Director Chan, whose work in the Bay Area has included choreographing five ballets for Oakland Ballet, is now directing his first opera. He told SFCV:
“I moved to Berkeley from Hong Kong when I was 10 with my Chinese father and white American mother. My father still lives in Union City, surrounded by my large extended Chinese family in the East Bay, so in accordance with the Confucian tradition, I come back quite often to treat everyone to dim sum.
“I graduated from Berkeley High School and since have come back to the Bay Area as a professional artist, performing with Oakland Ballet as a guest artist and ultimately choreographing five works for the company. I also helped them launch their now-annual Dancing Moons Festival in 2022, the first time an American ballet company has dedicated a program to AAPI [Asian American and Pacific Islander] choreography.
“I first met Arthur when I was asked to moderate a discussion with him following a screening of Forbidden City U.S.A. at Lincoln Center. Arthur’s commitment to not only the film and the fabulous book but also his incredible collection of artifacts, memorabilia, and costumes from the period really inspired me as a potential setting for a reimagined Madama Butterfly — after all, ‘geisha’ in Japanese means ‘artist.’ Why couldn’t Cio-Cio-San be a jazz singer in San Francisco?
“The locale of the first act is inspired by Forbidden City and other nightclubs from the period, which will be how we whisk audiences back to the neon-lit bustle of San Francisco Chinatown while retaining the full Puccini score.”
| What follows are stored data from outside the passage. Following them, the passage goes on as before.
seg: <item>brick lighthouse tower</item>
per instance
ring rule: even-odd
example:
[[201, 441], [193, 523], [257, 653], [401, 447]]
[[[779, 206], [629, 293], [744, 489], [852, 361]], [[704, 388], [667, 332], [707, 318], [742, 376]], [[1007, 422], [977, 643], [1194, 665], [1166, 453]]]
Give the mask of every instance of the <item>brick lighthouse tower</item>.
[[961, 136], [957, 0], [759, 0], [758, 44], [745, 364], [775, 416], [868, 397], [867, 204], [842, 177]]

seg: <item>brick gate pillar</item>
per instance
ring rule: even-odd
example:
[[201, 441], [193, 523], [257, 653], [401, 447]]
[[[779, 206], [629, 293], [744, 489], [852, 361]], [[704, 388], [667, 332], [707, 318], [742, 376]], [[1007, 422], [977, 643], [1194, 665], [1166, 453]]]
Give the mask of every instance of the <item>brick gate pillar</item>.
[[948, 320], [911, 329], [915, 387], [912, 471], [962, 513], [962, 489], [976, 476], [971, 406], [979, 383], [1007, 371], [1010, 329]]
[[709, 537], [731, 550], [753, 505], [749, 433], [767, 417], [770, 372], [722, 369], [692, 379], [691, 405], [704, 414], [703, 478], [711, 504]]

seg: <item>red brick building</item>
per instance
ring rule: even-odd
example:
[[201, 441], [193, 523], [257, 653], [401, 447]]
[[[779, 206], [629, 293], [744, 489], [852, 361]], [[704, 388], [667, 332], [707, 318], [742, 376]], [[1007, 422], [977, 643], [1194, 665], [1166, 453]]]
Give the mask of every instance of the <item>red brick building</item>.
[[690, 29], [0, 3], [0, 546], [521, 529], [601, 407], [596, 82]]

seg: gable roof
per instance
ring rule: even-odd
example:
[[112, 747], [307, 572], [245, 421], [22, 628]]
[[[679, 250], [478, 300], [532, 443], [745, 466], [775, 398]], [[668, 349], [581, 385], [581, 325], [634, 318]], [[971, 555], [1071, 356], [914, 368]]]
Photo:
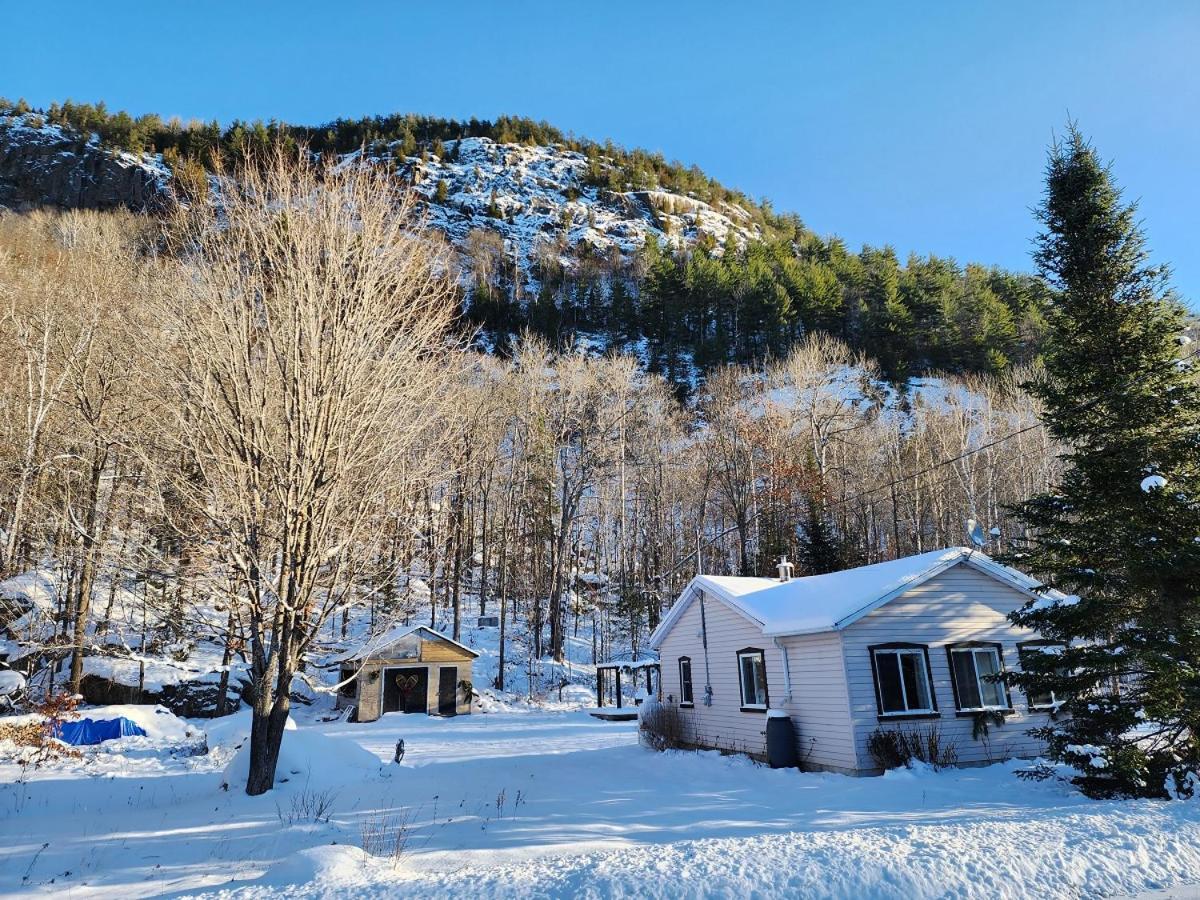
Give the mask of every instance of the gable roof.
[[447, 644], [453, 644], [455, 647], [466, 653], [470, 653], [472, 657], [479, 656], [477, 651], [472, 650], [465, 644], [460, 644], [458, 641], [454, 640], [454, 638], [448, 637], [442, 634], [440, 631], [434, 631], [428, 625], [398, 625], [389, 631], [385, 631], [382, 634], [377, 634], [374, 637], [368, 638], [357, 647], [352, 647], [345, 653], [339, 653], [337, 656], [330, 657], [329, 662], [337, 663], [350, 662], [352, 660], [363, 660], [369, 656], [375, 656], [381, 650], [386, 650], [392, 644], [403, 640], [410, 634], [418, 634], [419, 632], [424, 632], [425, 635], [428, 636], [427, 639], [442, 640]]
[[667, 633], [700, 596], [701, 591], [750, 619], [768, 637], [815, 634], [841, 631], [905, 591], [960, 563], [1031, 598], [1043, 599], [1046, 596], [1046, 593], [1038, 592], [1042, 585], [1036, 579], [966, 547], [934, 550], [789, 581], [697, 575], [650, 636], [650, 646], [657, 649], [662, 644]]

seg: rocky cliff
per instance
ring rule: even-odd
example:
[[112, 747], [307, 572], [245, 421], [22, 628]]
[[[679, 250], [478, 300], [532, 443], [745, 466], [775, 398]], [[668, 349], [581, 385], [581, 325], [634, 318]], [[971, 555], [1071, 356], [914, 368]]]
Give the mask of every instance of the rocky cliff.
[[0, 205], [147, 210], [170, 197], [160, 159], [114, 153], [36, 113], [0, 117]]
[[[590, 185], [584, 155], [559, 145], [463, 138], [447, 148], [444, 158], [404, 157], [388, 146], [379, 162], [394, 165], [422, 196], [430, 224], [463, 251], [468, 267], [480, 235], [525, 273], [547, 257], [568, 268], [580, 254], [627, 259], [647, 239], [675, 247], [704, 242], [719, 252], [727, 240], [740, 245], [760, 235], [747, 210], [732, 203]], [[38, 113], [0, 116], [0, 206], [151, 210], [169, 201], [170, 185], [161, 155], [101, 146], [96, 136]]]

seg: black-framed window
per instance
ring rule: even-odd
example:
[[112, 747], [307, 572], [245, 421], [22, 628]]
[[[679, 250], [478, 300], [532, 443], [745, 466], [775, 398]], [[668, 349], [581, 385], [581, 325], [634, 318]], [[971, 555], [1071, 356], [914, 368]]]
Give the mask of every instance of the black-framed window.
[[[1024, 641], [1017, 644], [1017, 658], [1021, 661], [1021, 668], [1029, 671], [1025, 663], [1031, 654], [1049, 653], [1061, 656], [1066, 649], [1066, 645], [1056, 641]], [[1066, 666], [1058, 666], [1054, 669], [1055, 674], [1060, 677], [1069, 671]], [[1058, 709], [1061, 703], [1054, 691], [1026, 691], [1025, 699], [1029, 701], [1030, 709]]]
[[950, 681], [959, 712], [1012, 709], [1004, 674], [1004, 648], [1000, 644], [971, 641], [946, 648]]
[[767, 658], [758, 647], [746, 647], [737, 654], [738, 683], [742, 687], [742, 709], [765, 710], [767, 698]]
[[691, 657], [679, 657], [679, 705], [692, 705], [692, 660]]
[[879, 715], [936, 716], [933, 669], [924, 644], [877, 644], [869, 647]]

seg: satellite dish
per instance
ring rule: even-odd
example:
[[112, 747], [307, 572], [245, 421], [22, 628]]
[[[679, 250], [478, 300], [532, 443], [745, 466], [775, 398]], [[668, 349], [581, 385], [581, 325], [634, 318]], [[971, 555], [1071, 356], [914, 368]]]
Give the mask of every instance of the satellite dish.
[[986, 543], [986, 538], [983, 536], [983, 526], [974, 519], [967, 519], [967, 537], [972, 544], [981, 549]]

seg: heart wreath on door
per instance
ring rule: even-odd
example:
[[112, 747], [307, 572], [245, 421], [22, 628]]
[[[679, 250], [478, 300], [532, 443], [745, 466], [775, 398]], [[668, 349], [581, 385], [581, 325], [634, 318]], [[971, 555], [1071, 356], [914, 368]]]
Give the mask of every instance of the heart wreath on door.
[[407, 696], [409, 691], [412, 691], [416, 688], [417, 680], [418, 679], [416, 675], [405, 675], [403, 673], [398, 673], [396, 675], [396, 687], [402, 696]]

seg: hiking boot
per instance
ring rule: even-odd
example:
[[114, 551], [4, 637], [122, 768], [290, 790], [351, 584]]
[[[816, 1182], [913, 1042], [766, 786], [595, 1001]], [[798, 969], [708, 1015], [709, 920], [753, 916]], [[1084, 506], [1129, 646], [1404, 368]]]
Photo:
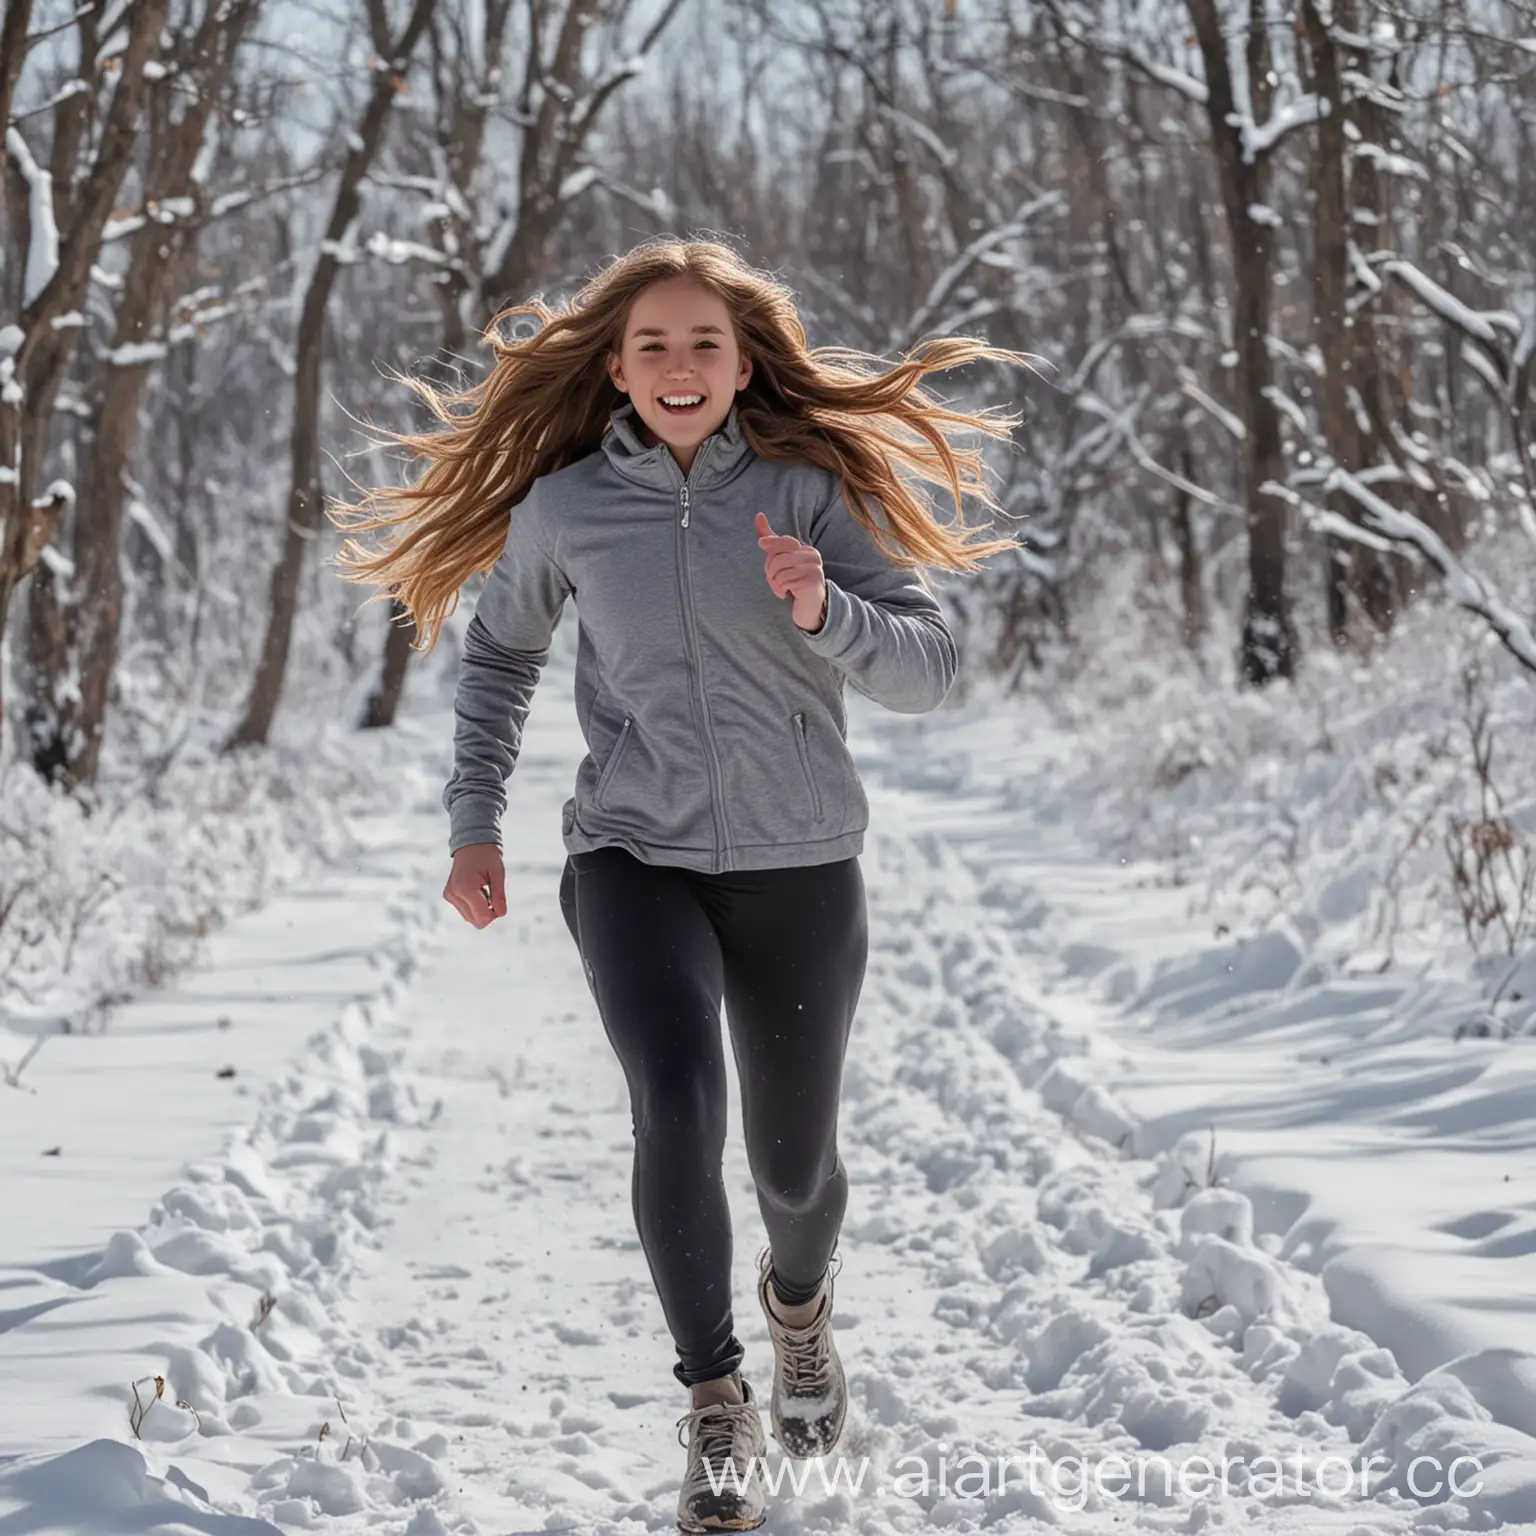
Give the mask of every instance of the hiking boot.
[[[767, 1519], [763, 1416], [745, 1377], [740, 1403], [711, 1403], [677, 1421], [688, 1469], [677, 1494], [680, 1531], [751, 1531]], [[682, 1429], [688, 1426], [688, 1438]]]
[[768, 1411], [774, 1438], [786, 1456], [804, 1460], [825, 1456], [837, 1444], [848, 1412], [848, 1382], [832, 1342], [832, 1277], [828, 1267], [816, 1309], [803, 1326], [785, 1322], [774, 1310], [783, 1306], [773, 1295], [773, 1255], [758, 1255], [757, 1299], [773, 1340], [773, 1389]]

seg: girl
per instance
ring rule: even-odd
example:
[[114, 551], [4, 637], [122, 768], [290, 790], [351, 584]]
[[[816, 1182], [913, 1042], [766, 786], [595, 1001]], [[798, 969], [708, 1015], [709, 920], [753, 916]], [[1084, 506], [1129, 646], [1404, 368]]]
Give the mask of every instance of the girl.
[[[937, 340], [897, 366], [807, 348], [789, 292], [728, 248], [649, 242], [542, 324], [486, 339], [495, 367], [445, 394], [407, 380], [444, 429], [385, 434], [412, 486], [333, 512], [348, 579], [393, 592], [430, 649], [466, 578], [444, 897], [505, 915], [500, 820], [535, 684], [567, 598], [588, 754], [566, 801], [559, 900], [628, 1083], [635, 1222], [691, 1395], [684, 1531], [764, 1518], [762, 1421], [733, 1331], [721, 1179], [724, 1003], [769, 1245], [757, 1295], [787, 1455], [824, 1454], [846, 1409], [832, 1337], [844, 1051], [868, 936], [868, 803], [843, 685], [931, 710], [955, 643], [922, 566], [973, 569], [963, 495], [994, 507], [979, 449], [1012, 422], [939, 405], [930, 371], [1025, 361]], [[900, 471], [905, 471], [903, 476]], [[942, 486], [956, 527], [914, 482]], [[382, 595], [382, 592], [381, 592]]]

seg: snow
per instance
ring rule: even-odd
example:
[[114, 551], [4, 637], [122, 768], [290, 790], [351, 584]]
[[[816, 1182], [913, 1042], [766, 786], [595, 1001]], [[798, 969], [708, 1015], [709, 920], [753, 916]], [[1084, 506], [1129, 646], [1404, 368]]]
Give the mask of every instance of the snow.
[[1175, 69], [1171, 64], [1164, 64], [1157, 59], [1147, 58], [1141, 54], [1135, 54], [1132, 58], [1138, 69], [1144, 70], [1159, 83], [1171, 86], [1181, 96], [1186, 97], [1188, 100], [1196, 103], [1196, 105], [1203, 107], [1210, 100], [1210, 92], [1206, 89], [1205, 82], [1197, 80], [1185, 70]]
[[190, 197], [162, 197], [150, 205], [157, 224], [174, 224], [177, 219], [190, 219], [197, 212], [197, 204]]
[[107, 361], [117, 368], [138, 368], [163, 361], [168, 351], [163, 341], [129, 341], [108, 351]]
[[114, 214], [102, 226], [101, 243], [110, 245], [116, 240], [126, 240], [136, 235], [149, 222], [142, 213]]
[[32, 158], [19, 128], [5, 130], [5, 149], [16, 174], [27, 184], [27, 265], [21, 302], [28, 305], [53, 281], [59, 268], [59, 229], [53, 217], [53, 178]]
[[43, 545], [37, 557], [60, 581], [68, 581], [75, 574], [75, 562], [53, 544]]
[[203, 130], [203, 142], [198, 146], [197, 157], [192, 162], [192, 169], [187, 173], [187, 179], [194, 187], [208, 185], [208, 178], [213, 174], [213, 163], [219, 151], [219, 137], [219, 119], [210, 117], [207, 127]]
[[[1428, 170], [1417, 160], [1411, 160], [1407, 155], [1393, 154], [1380, 144], [1362, 142], [1355, 145], [1354, 152], [1360, 159], [1372, 161], [1384, 176], [1406, 176], [1414, 181], [1430, 179]], [[1360, 213], [1361, 210], [1355, 210], [1356, 219], [1359, 219]]]
[[1294, 101], [1276, 102], [1267, 121], [1255, 124], [1251, 117], [1237, 114], [1236, 127], [1242, 139], [1243, 159], [1249, 164], [1268, 153], [1297, 128], [1308, 128], [1323, 116], [1325, 106], [1312, 92]]
[[366, 249], [369, 255], [377, 256], [394, 266], [403, 266], [409, 261], [424, 261], [431, 266], [441, 267], [449, 262], [449, 257], [443, 251], [415, 240], [397, 240], [385, 234], [382, 229], [375, 230], [368, 237]]
[[924, 145], [945, 170], [951, 170], [958, 163], [959, 156], [953, 149], [936, 134], [927, 123], [921, 122], [909, 112], [903, 112], [899, 107], [890, 102], [882, 101], [877, 109], [882, 117], [889, 118], [891, 122], [898, 124], [913, 138]]
[[[622, 1073], [555, 902], [574, 629], [514, 781], [505, 921], [476, 933], [438, 896], [451, 728], [419, 672], [377, 738], [390, 794], [344, 844], [0, 1086], [0, 1528], [670, 1527], [686, 1404]], [[1306, 739], [1308, 702], [1202, 684], [1225, 711], [1202, 721], [1159, 686], [1076, 724], [984, 689], [923, 717], [850, 699], [873, 828], [840, 1136], [852, 1403], [841, 1462], [771, 1453], [784, 1536], [1536, 1520], [1536, 1068], [1451, 1047], [1465, 982], [1352, 964], [1385, 839], [1379, 796], [1340, 785], [1352, 749], [1363, 779], [1406, 775], [1383, 729], [1407, 706], [1292, 769], [1260, 747]], [[1265, 921], [1221, 881], [1268, 873], [1260, 783], [1309, 828], [1307, 883]], [[1198, 831], [1202, 883], [1187, 851], [1173, 881], [1090, 840], [1131, 824]], [[13, 1015], [0, 1059], [39, 1038]], [[733, 1115], [766, 1385], [736, 1138]], [[1458, 1456], [1482, 1475], [1450, 1508], [1429, 1485]]]
[[923, 296], [912, 317], [902, 327], [902, 339], [893, 338], [889, 350], [899, 350], [903, 344], [910, 345], [930, 330], [946, 329], [943, 326], [936, 327], [934, 320], [940, 308], [949, 301], [956, 284], [976, 262], [987, 252], [996, 250], [997, 247], [1026, 234], [1029, 226], [1037, 218], [1048, 213], [1059, 213], [1063, 207], [1060, 193], [1047, 192], [1023, 203], [1007, 223], [999, 224], [978, 235], [929, 284], [928, 292]]
[[1390, 538], [1410, 544], [1425, 555], [1444, 579], [1456, 602], [1487, 619], [1494, 632], [1525, 666], [1536, 671], [1536, 635], [1481, 577], [1474, 576], [1446, 548], [1440, 536], [1412, 513], [1399, 511], [1383, 501], [1353, 475], [1334, 469], [1330, 486], [1338, 486], [1364, 508], [1366, 516]]
[[1384, 261], [1381, 264], [1383, 272], [1390, 273], [1400, 282], [1412, 289], [1420, 302], [1434, 310], [1443, 320], [1449, 324], [1458, 326], [1469, 336], [1482, 342], [1485, 346], [1498, 345], [1498, 332], [1500, 330], [1519, 336], [1521, 326], [1520, 317], [1510, 314], [1505, 310], [1491, 310], [1481, 313], [1463, 304], [1454, 294], [1442, 288], [1428, 273], [1421, 272], [1412, 262], [1402, 260]]
[[556, 200], [568, 203], [572, 198], [580, 197], [600, 174], [595, 165], [579, 166], [560, 183], [560, 188], [555, 193]]
[[322, 240], [320, 242], [320, 254], [331, 257], [337, 266], [351, 266], [358, 260], [359, 252], [357, 247], [351, 243], [350, 235], [351, 230], [349, 229], [347, 235], [343, 236], [340, 240]]
[[176, 542], [172, 539], [164, 523], [155, 516], [142, 496], [130, 495], [127, 505], [124, 507], [128, 520], [134, 524], [149, 540], [157, 555], [167, 564], [175, 558]]

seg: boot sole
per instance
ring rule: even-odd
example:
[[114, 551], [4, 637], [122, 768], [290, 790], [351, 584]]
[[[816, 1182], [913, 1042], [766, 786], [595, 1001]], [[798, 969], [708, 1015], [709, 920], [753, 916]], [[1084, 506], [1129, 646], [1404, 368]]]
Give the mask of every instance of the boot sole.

The San Francisco connection prevails in BLO’s casting as well. The title role will be sung by soprano Karen Chia-ling Ho, who appeared in Bright Sheng’s Dream of the Red Chamber at San Francisco Opera and covered Cio-Cio-San at the War Memorial a couple of months ago.
Mezzo-soprano Alice Chung, a Merola Opera Program alumna, sings Suzuki, a role which she covered in SF Opera’s June performances. Dominick Chenes is Pinkerton, Troy Cook is Sharpless, and Rodell Rosel is Goro.
David Angus conducts, Yu Shibagaki is set designer, Sara Ryung Clement is costume designer, Jeanette Oi-Suk Yew is lighting designer, and Michael Sakamoto is choreographer.
“The journey to this production has been enormously rewarding, challenging, and eye-opening,” says General Director Vernatter.
“Not only has The Butterfly Process guided our work on operas from the inherited repertoire like this one, it also has begun to inform much of the artistic work we do as an organization. By investigating this historical masterwork and facing its legacy — both positive and negative — we are better equipped to produce an inclusive, intentional future for the art form that includes operas like Madama Butterfly.”